Taking to the track at the 2019 Master’s Track Cycling World Championships in Manchester, sprinter and trans activist Rachel McKinnon successfully defended her World Championship title in the 200m Sprint Event. McKinnon achieved a gold medal and a world record for her age category at the event, following up with her achievement from the 2018 World Championships in which she did the same. In addition to the gold, McKinnon also took home silver in the 500m event.
McKinnon, who represented Canada at the event was joined on the podium by her fellow competitors, America’s Dawn Orwick and Denmark’s Kirsten Herup Sovang who took home silver and bronze respectively.
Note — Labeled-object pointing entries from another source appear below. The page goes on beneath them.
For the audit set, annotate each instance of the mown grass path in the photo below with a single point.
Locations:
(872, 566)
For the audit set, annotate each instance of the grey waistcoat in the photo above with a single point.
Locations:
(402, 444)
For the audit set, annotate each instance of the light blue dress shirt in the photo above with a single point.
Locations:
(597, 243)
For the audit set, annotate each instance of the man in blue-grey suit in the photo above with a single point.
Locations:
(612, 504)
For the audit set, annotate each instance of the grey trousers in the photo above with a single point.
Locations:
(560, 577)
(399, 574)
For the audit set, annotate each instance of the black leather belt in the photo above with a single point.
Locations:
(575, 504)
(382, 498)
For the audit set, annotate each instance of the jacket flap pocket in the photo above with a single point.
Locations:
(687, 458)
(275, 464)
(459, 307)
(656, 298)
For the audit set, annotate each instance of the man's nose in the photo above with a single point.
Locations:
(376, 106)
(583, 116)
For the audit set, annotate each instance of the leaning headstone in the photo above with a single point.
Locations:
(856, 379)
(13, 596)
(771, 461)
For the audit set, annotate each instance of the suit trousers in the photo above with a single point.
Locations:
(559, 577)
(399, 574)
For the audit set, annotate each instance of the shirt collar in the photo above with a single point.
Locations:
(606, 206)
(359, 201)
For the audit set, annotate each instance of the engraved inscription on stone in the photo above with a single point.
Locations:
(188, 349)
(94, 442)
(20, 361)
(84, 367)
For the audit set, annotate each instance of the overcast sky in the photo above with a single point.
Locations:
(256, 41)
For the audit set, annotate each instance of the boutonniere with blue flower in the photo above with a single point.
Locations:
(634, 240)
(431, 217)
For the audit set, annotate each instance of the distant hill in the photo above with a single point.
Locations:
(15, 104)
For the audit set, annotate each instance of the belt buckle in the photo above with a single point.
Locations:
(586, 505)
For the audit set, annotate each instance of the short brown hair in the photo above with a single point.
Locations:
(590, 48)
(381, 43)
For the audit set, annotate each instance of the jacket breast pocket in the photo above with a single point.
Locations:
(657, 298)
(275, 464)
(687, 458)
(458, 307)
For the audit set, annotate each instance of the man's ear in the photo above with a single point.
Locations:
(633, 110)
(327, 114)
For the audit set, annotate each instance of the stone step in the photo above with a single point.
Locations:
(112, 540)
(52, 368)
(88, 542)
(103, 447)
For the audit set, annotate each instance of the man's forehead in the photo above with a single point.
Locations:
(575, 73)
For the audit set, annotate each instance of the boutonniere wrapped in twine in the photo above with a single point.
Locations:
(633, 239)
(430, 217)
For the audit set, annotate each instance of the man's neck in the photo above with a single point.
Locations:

As to be expected, there has been considerable discussion regarding McKinnon’s achievements as the issue of the eligibility of transgender athletes to compete in their selected gender division is hotly debated. The Union Cycliste Internationale (UCI) which sanctions and sets the rules and regulations for the World Championships does not have a specific policy regarding transgender participation, however after McKinnon’s win last year draw considerable debate, they did release a statement noting their awareness and pointing out that the trans athletes who have received a Therapeutic Use Exemption (TEU) from the World Anti-Doping Agency (WADA) to participate in accordance with the individual sporting federations policies. According to the UCI statement, they are working on a policy in line with the International Olympic Committee guidelines to support participation of transgender athletes.
Athletes like McKinnon are having a positive influence on helping to shape these kinds of inclusive policies to ensure that all athletes are able to authentically participate while supporting fair sport. As more athletes like McKinnon participate in sports, the more we learn how to make sport is open and equal for all.